The deal means the company will no longer be prosecuted for its alleged role in one of the Netherlands' biggest corruption scandals related to the sale of 3,000 cars to the Dutch Defense Ministry and police force.
Pon said it had cooperated with prosecutors and tightened its internal guidelines in the wake of the scandal. It said that "the criminal investigation did not establish that the individual payments led to orders or tenders being won."
"The current management distances itself from the behavior in this period and regrets that it could have happened. It will actively implement the high standards of compliance at Pon Automotive," the company said in a statement on Thursday.
Large scale corporate bribery cases are rare in the Netherlands, which anti-corruption organization Transparency International ranks among the least corrupt countries in the world.
Dutch authorities have a long track record of settling bribery cases with companies, rather than pursuing tricky prosecutions of individuals.
But prosecutors said an investigation into six police officers and civil servants, who allegedly accepted bribes in exchange for contracts worth hundreds of millions of euros in the case, was still ongoing.

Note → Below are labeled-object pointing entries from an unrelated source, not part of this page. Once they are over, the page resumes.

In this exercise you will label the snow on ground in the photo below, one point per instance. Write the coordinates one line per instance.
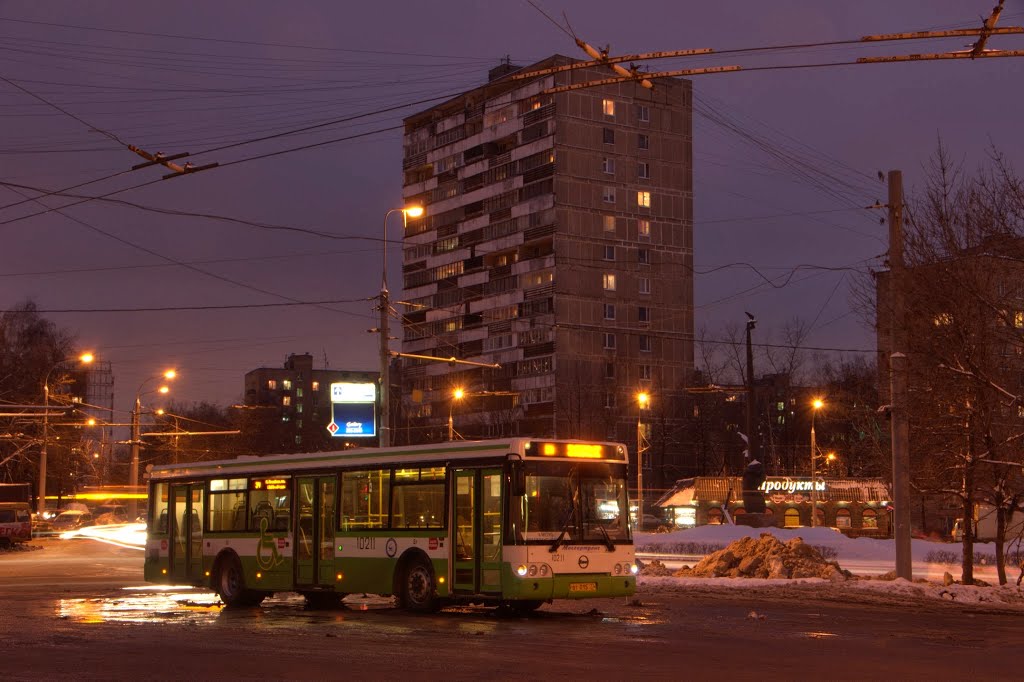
(1006, 597)
(870, 549)
(847, 549)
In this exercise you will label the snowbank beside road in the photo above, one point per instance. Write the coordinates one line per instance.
(860, 591)
(845, 548)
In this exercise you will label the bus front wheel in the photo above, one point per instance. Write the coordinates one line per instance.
(418, 592)
(230, 584)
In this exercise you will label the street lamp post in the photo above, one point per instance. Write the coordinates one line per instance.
(85, 358)
(385, 311)
(136, 436)
(642, 400)
(457, 394)
(816, 405)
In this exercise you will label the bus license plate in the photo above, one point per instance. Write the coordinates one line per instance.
(583, 587)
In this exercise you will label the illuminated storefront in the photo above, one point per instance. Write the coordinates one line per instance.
(854, 506)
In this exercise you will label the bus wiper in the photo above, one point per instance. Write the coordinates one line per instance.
(561, 536)
(607, 539)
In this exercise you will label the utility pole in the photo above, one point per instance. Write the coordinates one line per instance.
(898, 381)
(752, 437)
(133, 467)
(385, 367)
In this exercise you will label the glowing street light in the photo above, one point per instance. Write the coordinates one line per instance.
(457, 394)
(84, 358)
(816, 403)
(136, 436)
(385, 311)
(643, 399)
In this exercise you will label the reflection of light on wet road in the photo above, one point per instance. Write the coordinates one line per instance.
(130, 536)
(154, 606)
(188, 605)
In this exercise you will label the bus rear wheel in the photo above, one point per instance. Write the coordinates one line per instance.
(230, 585)
(418, 592)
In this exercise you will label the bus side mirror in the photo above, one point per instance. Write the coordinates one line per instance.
(517, 479)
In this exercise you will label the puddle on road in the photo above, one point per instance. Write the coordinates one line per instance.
(189, 605)
(820, 635)
(186, 604)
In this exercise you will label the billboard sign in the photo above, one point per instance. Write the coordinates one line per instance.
(353, 410)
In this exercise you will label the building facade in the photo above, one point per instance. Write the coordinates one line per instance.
(556, 243)
(290, 407)
(856, 507)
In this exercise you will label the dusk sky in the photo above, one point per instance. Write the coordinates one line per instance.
(783, 182)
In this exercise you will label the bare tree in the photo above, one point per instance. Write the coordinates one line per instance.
(965, 332)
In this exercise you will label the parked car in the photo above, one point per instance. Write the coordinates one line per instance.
(72, 519)
(107, 514)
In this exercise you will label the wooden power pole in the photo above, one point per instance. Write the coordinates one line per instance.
(898, 381)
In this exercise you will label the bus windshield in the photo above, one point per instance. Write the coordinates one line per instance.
(573, 504)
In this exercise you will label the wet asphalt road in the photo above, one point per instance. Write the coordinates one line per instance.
(78, 609)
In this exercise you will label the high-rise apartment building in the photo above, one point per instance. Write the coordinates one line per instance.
(290, 407)
(558, 243)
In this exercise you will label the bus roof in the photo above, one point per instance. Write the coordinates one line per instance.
(462, 450)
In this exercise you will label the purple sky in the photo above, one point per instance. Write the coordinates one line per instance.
(264, 68)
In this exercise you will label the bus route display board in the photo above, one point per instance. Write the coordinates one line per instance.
(353, 411)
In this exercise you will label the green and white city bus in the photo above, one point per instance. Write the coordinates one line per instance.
(512, 522)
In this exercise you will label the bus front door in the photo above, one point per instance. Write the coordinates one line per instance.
(314, 530)
(186, 533)
(477, 539)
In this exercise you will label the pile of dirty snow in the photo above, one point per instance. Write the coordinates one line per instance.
(766, 557)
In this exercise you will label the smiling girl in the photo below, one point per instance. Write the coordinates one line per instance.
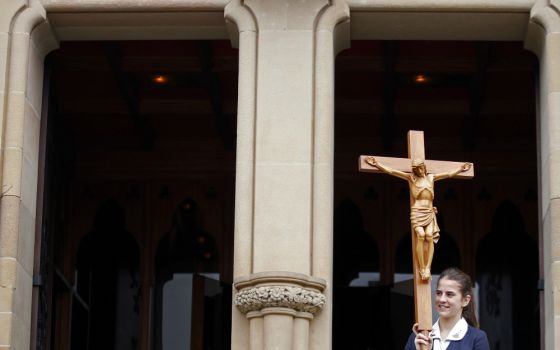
(457, 326)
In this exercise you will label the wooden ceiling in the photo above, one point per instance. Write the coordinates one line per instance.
(478, 99)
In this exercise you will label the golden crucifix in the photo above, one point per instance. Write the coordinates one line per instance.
(420, 175)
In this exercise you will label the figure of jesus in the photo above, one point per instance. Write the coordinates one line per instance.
(422, 210)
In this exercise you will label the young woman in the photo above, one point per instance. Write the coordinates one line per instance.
(457, 326)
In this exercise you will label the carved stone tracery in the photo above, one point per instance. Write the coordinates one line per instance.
(280, 290)
(296, 298)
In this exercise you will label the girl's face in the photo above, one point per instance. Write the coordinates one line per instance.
(449, 299)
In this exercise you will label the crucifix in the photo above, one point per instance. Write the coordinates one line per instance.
(420, 175)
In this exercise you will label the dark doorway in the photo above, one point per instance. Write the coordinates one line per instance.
(137, 132)
(475, 101)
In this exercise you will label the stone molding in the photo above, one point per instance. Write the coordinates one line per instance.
(278, 291)
(544, 19)
(546, 14)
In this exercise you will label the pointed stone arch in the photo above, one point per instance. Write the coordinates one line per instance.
(105, 303)
(507, 274)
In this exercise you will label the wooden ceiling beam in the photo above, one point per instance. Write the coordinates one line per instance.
(128, 89)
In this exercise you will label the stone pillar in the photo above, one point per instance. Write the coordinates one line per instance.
(284, 179)
(543, 38)
(25, 39)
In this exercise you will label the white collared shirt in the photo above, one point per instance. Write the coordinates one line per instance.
(457, 333)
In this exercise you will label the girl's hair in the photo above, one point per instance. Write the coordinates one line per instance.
(466, 286)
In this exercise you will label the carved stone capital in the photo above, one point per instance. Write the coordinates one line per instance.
(279, 290)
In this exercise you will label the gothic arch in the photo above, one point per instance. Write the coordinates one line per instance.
(355, 250)
(507, 273)
(105, 306)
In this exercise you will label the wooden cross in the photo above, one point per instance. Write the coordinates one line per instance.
(401, 167)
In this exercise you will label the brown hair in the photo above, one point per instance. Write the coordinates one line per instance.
(466, 286)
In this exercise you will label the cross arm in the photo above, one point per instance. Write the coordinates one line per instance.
(404, 165)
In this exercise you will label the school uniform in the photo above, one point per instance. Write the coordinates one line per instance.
(461, 337)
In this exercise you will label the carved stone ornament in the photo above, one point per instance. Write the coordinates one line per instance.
(296, 298)
(279, 290)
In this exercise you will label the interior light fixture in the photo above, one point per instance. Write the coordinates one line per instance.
(421, 79)
(160, 79)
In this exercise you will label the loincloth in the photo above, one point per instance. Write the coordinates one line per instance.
(422, 217)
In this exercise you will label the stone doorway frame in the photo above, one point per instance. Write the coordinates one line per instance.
(31, 29)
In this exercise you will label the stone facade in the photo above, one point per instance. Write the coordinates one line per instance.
(282, 262)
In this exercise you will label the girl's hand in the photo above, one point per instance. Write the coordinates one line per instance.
(422, 340)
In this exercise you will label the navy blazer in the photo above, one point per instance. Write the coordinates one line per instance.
(475, 339)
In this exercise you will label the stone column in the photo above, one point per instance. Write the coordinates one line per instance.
(543, 38)
(284, 179)
(25, 39)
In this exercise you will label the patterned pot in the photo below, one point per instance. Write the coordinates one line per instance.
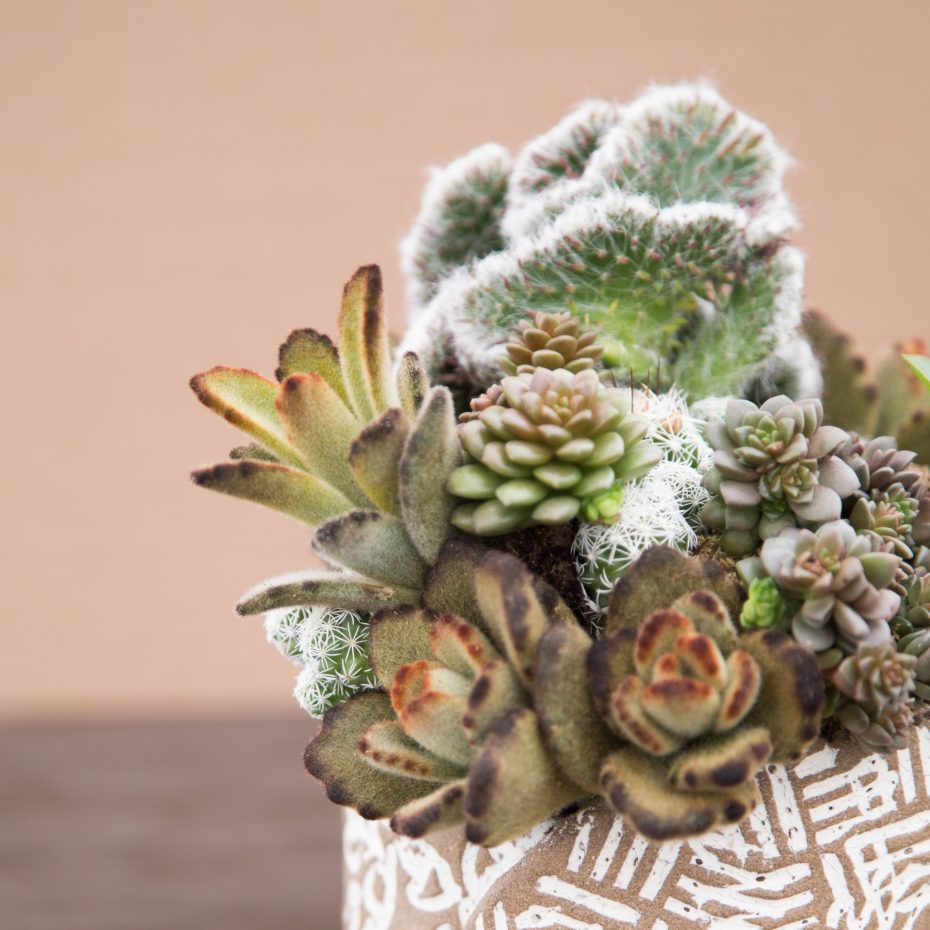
(841, 841)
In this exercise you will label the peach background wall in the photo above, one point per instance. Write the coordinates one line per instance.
(184, 181)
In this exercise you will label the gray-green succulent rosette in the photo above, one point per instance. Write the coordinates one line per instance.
(615, 518)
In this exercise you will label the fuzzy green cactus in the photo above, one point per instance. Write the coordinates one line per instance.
(361, 455)
(663, 222)
(501, 720)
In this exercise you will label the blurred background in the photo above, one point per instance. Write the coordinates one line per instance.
(182, 182)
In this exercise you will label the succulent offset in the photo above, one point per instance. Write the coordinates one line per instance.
(774, 467)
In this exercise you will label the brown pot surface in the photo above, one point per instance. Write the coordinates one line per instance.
(840, 841)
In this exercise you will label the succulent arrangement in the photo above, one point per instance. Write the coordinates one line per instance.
(614, 519)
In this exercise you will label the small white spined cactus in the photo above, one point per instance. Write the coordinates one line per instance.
(331, 645)
(661, 509)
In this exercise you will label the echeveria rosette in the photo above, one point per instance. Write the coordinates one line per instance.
(774, 467)
(836, 584)
(501, 720)
(554, 442)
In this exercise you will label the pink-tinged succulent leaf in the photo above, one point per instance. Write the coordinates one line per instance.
(494, 691)
(510, 602)
(440, 810)
(306, 351)
(449, 585)
(637, 786)
(247, 400)
(430, 455)
(461, 646)
(791, 697)
(321, 428)
(364, 353)
(659, 577)
(630, 720)
(385, 746)
(333, 758)
(330, 589)
(722, 763)
(397, 637)
(741, 691)
(513, 783)
(412, 384)
(374, 459)
(296, 493)
(372, 544)
(571, 727)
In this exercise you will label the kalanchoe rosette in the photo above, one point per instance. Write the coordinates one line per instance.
(836, 585)
(876, 685)
(774, 466)
(554, 441)
(503, 719)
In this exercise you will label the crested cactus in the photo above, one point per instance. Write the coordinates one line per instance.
(774, 467)
(663, 222)
(552, 443)
(361, 455)
(501, 720)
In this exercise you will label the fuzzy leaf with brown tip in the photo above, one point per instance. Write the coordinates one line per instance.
(364, 353)
(321, 428)
(373, 544)
(247, 400)
(513, 783)
(444, 808)
(637, 787)
(374, 458)
(306, 351)
(570, 723)
(330, 589)
(296, 493)
(791, 696)
(431, 453)
(659, 577)
(333, 758)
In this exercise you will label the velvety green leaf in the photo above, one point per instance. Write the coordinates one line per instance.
(570, 724)
(363, 345)
(334, 759)
(385, 746)
(791, 699)
(321, 428)
(513, 783)
(431, 453)
(437, 811)
(306, 351)
(398, 637)
(247, 400)
(412, 384)
(279, 487)
(637, 786)
(659, 577)
(373, 544)
(329, 589)
(374, 458)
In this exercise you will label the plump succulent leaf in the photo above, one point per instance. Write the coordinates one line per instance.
(571, 726)
(431, 453)
(637, 786)
(372, 544)
(333, 758)
(288, 490)
(513, 783)
(660, 576)
(247, 400)
(329, 589)
(306, 351)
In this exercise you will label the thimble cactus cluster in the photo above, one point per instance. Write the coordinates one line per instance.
(646, 559)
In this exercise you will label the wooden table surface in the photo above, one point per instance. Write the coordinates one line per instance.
(165, 826)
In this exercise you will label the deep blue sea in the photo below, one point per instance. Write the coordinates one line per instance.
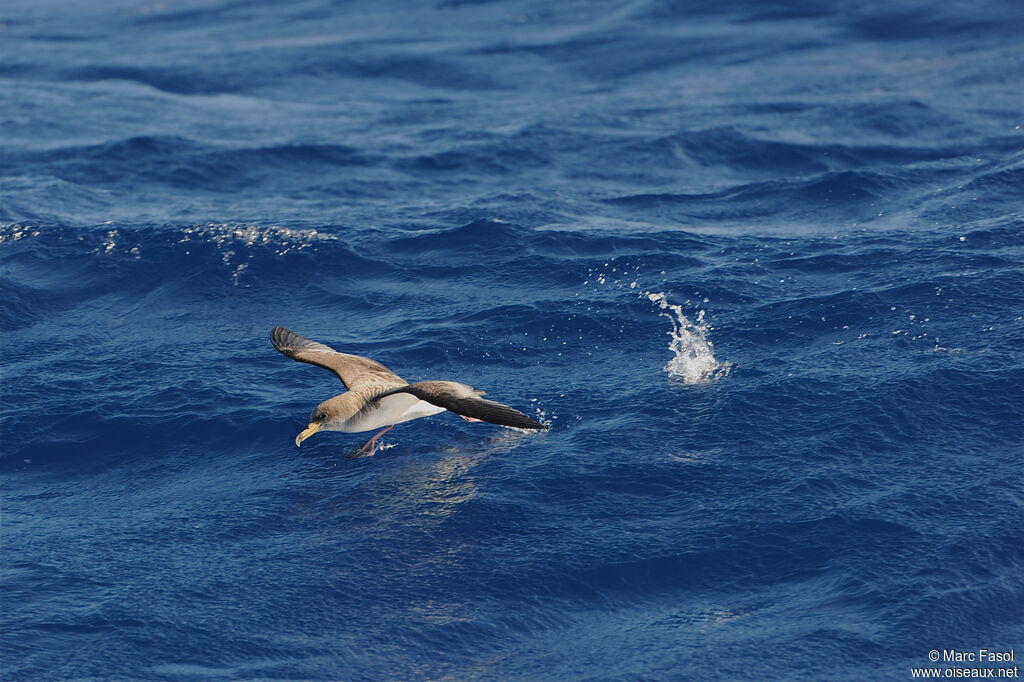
(759, 264)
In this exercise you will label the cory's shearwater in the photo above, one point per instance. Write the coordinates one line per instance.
(378, 397)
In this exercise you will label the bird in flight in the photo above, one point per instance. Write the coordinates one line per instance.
(378, 397)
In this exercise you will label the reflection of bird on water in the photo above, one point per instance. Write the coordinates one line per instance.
(378, 397)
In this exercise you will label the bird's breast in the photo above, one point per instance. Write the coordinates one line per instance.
(387, 411)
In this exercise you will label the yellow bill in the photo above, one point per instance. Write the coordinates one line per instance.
(311, 429)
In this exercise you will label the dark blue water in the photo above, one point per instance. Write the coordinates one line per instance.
(811, 468)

The prosecutors also said between 2001 and 2011, 40 suspects at car companies, dealers and government offices were allegedly involved in more than 100,000 euros in illegal kickbacks. The bribes included discounts on cars, Mediterranean cruises and trips to Greece, Finland, Russia and Iceland.
Investigators found that several Pon employees had paid bribes, prosecutors said in the statement.
Pon Automotive ranks No. 11 on the Automotive News Europe list of the top 50 independent European dealer groups with sales of 2.5 billion euros last year (see guide, above right).